On PSLF, which operates with well-known issues, Kvaal noted that "we have a program that is unfortunately quite complicated... there's a lot we can do together to make sure that students get the benefits that they're entitled to."
Kvaal added that more generally, the priorities from President Biden provide "a good structure for thinking about how do we identify those loans that are weighing people down and that they're struggling with and unable to afford."
There are nearly 45 million borrowers holding more than $1.56 trillion in federal and federally-backed student loans, according to recent data from the Department of Education (ED).
Senator Elizabeth Warren (D-MA) and Senate Majority Leader Chuck Schumer (D-NY) have both repeatedly urged a skeptical Biden to cancel $50,000 in federally-held student loan debt via executive action (as opposed to legislation passed by Congress).

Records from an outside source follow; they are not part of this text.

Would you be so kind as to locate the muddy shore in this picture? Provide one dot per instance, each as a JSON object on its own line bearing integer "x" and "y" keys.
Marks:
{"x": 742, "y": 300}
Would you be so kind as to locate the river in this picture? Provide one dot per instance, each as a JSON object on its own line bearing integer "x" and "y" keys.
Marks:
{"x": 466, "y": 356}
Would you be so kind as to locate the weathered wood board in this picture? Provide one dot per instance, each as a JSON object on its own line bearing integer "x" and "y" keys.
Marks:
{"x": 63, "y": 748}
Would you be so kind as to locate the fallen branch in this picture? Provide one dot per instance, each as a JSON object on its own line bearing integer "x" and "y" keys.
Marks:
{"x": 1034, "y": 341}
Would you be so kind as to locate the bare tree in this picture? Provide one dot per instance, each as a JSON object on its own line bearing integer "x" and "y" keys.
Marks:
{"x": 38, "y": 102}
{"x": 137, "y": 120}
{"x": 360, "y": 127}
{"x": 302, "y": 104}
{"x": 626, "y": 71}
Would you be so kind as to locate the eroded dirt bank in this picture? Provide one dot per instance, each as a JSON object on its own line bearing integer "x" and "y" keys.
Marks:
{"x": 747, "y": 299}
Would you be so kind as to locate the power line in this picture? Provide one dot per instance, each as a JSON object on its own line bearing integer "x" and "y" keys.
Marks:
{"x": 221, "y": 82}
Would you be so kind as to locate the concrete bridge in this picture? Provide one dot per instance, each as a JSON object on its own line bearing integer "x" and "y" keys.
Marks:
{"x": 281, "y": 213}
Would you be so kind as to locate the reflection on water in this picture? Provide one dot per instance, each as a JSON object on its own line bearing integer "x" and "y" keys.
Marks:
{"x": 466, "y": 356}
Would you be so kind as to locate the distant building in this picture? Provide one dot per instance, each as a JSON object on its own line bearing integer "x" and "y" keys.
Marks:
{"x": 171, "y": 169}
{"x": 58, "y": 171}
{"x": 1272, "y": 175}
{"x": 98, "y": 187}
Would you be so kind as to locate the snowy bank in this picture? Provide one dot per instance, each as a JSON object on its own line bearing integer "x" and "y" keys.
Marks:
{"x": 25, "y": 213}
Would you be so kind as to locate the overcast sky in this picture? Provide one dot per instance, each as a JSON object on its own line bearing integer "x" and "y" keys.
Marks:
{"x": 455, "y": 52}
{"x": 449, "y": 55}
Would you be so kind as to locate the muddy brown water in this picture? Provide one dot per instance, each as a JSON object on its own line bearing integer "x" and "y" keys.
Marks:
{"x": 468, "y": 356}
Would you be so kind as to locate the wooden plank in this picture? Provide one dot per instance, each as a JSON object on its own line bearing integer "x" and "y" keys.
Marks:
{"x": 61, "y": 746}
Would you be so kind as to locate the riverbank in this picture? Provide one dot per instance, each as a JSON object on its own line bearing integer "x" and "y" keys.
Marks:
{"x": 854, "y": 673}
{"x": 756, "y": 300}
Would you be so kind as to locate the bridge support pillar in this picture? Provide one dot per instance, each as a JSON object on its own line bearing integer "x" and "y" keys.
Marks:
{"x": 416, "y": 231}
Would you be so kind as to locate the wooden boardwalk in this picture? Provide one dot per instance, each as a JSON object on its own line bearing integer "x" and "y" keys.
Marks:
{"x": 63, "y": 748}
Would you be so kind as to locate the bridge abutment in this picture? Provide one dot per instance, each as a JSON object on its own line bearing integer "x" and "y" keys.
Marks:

“The Biden administration is still today very much open to what we are doing — no one question about it,” Schumer, speaking about student debt forgiveness, told a town hall organized by Student Debt Crisis and other groups on Thursday. "And in fact, Senator Warren and I and Congresswoman [Ayanna] Pressley and a few others are planning with the president again shortly to reiterate our claim — this is still going, and going strong.”
White House Chief of Staff Ron Klain recently told Politico that the president asked Education Secretary Miguel Cardona to "prepare a memo on the president's legal authority" before any decision.